It's still about jobs fifty years after the March on Washington
By Margaret Simms :: August 22nd, 2013
“Originally it was conceived of as a march for jobs.” - Rachelle Horowitz, aide to March on Washington organizer Bayard Rustin, in Smithsonian Magazine.
Fifty years after the March on Washington, one of its most important objectives remains an elusive dream for many African Americans: good jobs.
In many ways, the persistence of racial gaps in employment is a mystery given both the optimism after the March and the many legislative and executive changes put in place after 1963. The Civil Rights Act of 1964 prohibited job discrimination and established the Equal Employment Opportunity Commission to handle employment grievances. It also prohibited discrimination in education, opening up more educational opportunities for African Americans. In addition, President Johnson issued two executive orders reinforcing the job discrimination ban and encouraging firms contracting with the Federal government to act affirmatively to diversify their labor forces.

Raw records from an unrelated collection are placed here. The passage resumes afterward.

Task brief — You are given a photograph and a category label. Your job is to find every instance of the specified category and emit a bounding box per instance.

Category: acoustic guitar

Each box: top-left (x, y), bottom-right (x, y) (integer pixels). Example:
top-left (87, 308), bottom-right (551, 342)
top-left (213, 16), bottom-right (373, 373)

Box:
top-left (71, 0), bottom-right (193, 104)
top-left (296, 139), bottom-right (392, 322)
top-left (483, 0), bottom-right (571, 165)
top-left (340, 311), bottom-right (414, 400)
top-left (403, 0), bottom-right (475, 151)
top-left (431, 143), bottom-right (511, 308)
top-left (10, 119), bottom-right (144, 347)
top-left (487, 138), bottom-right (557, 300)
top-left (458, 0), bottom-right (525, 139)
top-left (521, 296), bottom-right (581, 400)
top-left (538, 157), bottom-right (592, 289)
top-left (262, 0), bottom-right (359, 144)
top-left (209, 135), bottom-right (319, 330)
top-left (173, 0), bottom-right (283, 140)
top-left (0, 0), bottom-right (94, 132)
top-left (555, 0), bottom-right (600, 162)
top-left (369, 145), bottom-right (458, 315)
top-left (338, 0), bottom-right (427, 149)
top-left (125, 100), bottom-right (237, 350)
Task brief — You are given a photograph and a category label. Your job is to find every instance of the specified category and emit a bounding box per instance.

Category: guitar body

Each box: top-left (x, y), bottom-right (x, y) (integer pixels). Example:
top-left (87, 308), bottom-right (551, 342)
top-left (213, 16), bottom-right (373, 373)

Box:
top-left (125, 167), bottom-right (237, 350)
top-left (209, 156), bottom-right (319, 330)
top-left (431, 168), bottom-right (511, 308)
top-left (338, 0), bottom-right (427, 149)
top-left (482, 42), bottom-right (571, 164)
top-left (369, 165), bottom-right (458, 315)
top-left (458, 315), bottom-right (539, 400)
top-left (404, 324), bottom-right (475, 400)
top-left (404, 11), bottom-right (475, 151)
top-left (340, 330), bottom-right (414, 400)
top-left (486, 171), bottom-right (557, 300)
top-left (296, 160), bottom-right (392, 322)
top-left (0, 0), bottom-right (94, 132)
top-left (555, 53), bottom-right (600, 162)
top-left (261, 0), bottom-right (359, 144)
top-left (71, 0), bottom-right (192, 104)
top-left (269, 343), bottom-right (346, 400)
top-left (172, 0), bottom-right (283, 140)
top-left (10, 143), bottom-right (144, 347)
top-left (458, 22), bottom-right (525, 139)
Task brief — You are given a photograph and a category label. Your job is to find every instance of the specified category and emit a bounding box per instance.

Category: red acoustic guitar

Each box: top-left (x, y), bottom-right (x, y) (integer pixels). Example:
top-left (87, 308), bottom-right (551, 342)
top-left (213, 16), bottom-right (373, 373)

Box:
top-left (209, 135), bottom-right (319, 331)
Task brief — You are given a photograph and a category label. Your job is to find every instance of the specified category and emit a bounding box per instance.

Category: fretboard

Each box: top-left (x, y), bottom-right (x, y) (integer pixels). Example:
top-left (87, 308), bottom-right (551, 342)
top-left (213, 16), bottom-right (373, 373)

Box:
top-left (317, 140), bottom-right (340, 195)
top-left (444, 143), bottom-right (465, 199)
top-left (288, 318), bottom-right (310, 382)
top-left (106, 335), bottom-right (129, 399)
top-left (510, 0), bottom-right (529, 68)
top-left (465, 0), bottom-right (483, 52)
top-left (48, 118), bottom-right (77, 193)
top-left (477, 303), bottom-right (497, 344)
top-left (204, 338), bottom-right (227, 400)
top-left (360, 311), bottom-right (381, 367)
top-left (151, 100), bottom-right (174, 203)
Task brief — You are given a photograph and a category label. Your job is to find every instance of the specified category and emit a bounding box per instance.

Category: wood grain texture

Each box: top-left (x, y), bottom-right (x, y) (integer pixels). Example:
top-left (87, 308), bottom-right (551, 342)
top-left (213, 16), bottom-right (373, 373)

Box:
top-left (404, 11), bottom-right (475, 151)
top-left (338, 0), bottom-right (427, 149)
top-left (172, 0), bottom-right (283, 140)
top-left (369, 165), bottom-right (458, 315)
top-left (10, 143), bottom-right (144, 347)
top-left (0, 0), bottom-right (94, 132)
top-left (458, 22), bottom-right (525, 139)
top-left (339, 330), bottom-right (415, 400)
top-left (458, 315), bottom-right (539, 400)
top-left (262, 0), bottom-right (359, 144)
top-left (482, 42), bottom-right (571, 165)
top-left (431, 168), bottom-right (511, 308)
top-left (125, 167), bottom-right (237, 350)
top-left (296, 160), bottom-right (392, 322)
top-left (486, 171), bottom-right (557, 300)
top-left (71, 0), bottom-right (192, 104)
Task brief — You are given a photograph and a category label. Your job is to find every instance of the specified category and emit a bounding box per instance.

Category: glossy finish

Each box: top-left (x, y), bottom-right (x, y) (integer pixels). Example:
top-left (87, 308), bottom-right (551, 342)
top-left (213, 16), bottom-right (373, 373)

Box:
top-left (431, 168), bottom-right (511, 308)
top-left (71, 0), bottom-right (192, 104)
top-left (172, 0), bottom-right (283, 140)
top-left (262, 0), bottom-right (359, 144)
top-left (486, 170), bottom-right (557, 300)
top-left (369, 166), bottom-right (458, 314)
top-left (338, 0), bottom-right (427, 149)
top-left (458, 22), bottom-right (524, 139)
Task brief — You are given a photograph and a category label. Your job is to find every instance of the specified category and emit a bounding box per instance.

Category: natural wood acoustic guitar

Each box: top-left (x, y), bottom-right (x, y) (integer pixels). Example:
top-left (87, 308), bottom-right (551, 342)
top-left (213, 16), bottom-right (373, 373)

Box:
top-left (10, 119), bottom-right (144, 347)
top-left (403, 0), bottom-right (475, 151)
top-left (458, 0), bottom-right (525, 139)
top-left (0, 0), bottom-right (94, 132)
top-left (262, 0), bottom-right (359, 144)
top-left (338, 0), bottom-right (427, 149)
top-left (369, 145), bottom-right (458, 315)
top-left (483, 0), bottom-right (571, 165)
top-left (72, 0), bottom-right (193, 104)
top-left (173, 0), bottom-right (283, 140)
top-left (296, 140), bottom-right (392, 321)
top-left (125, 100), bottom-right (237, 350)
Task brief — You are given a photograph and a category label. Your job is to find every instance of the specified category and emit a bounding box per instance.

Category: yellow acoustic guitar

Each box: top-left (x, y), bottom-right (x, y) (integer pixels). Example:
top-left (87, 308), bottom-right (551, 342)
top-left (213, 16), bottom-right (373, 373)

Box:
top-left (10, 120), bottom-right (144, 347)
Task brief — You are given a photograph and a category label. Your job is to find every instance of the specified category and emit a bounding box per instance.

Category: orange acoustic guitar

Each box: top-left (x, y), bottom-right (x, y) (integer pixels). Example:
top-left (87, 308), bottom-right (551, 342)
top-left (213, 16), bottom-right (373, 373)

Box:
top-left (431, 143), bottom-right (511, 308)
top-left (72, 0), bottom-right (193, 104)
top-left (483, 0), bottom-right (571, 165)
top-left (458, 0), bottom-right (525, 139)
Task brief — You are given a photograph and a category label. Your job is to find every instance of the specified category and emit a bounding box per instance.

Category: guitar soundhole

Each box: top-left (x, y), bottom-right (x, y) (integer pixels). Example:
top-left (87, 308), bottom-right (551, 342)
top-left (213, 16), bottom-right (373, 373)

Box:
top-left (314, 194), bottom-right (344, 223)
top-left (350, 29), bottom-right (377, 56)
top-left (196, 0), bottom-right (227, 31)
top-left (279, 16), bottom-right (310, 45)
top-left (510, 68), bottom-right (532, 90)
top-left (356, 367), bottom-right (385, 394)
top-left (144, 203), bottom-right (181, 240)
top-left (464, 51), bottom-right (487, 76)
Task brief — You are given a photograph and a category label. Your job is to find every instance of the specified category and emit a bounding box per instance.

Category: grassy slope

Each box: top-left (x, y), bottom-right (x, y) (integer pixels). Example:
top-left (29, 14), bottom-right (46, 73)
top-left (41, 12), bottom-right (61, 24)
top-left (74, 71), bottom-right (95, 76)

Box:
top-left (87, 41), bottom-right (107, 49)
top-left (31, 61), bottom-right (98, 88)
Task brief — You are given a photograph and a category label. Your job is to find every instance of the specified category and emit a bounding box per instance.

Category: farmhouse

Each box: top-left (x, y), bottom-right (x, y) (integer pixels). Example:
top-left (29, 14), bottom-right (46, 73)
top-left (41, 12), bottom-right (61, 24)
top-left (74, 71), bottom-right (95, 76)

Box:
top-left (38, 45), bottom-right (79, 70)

And, yet, racial gaps in employment persist.
Black workers fared worse during the Great Recession than white workers
The job losses and persistent unemployment that African Americans experienced during the recent recession is typical of their experiences over the past 50 years. At the beginning of the recession, the unemployment rate was 8.2 percent for black men and 6.4 percent for black women, compared with unemployment rates of 3.5 percent for white men and women.
Over the course of the recession, rates for all four groups rose, with the highest unemployment rate for black men coming in early 2011 when it peaked at 18.4 percent (figure 1). And at the end of 2012, a full three years after the recession officially ended, black unemployment rates remained above the rates whites experienced at the height of the recession. The black-white unemployment ratio—that is the ratio of the black unemployment rate to the white unemployment rate—was higher at the end of the 2007-2012 period than it was when unemployment rates were at their highest.
And when African Americans are unemployed, they remain unemployed longer than whites: a median duration of 27.7 weeks compared with 19.7 weeks for whites in 2011, the latest date for which detailed data by race is available.
Racial earnings gaps are wider between workers with more education
Through Titles II and VI of the Civil Rights Act, policymakers sought to open the doors of quality education to many African Americans. The Act encouraged desegregation and banned discrimination by institutions receiving federal funds, which includes most colleges and universities because they receive funds directly or in the form of student financial aid. These provisions did help African Americans gain access to institutions of higher learning. And they responded by entering and completing college at higher rates than in prior years.
Increased education should lead to better job opportunities—and it has, when comparing the employment and earnings records of higher-educated African Americans to African Americans with lower levels of education. But when African Americans are compared with whites with similar levels of education, gaps appear at every level of education.
- Unemployment rates are higher and the gaps are larger for black men than for black women (figure 2).
- Median earnings are lower for African Americans at every level of education, with the gaps actually wider for those with more education. For example, an African American man with less than a high school education, working a full-time year-round job, earns about 91 percent of what a similarly educated white man earns. But an African American man with a college education only earns about 82 percent of what a white college-educated man earns.
While the ratios are higher for black women compared with white women, the pattern is similar—more education brings a larger racial gap (figure 3).
Many explanations can be offered to account for the remaining gaps, even after adjusting for educational differences. For example, African Americans live in different communities from whites, which could explain some of the differences. They tend to be younger than white workers, on average, and so would have less experience. They could be more affected by the presence of immigrant workers (whose access to U.S. jobs was made easier by the Civil Rights Act of 1965). But we cannot discount lingering vestiges of discrimination—documented by study after study—that still affect hiring and promotion decisions.
So it is still about jobs: more jobs and better jobs.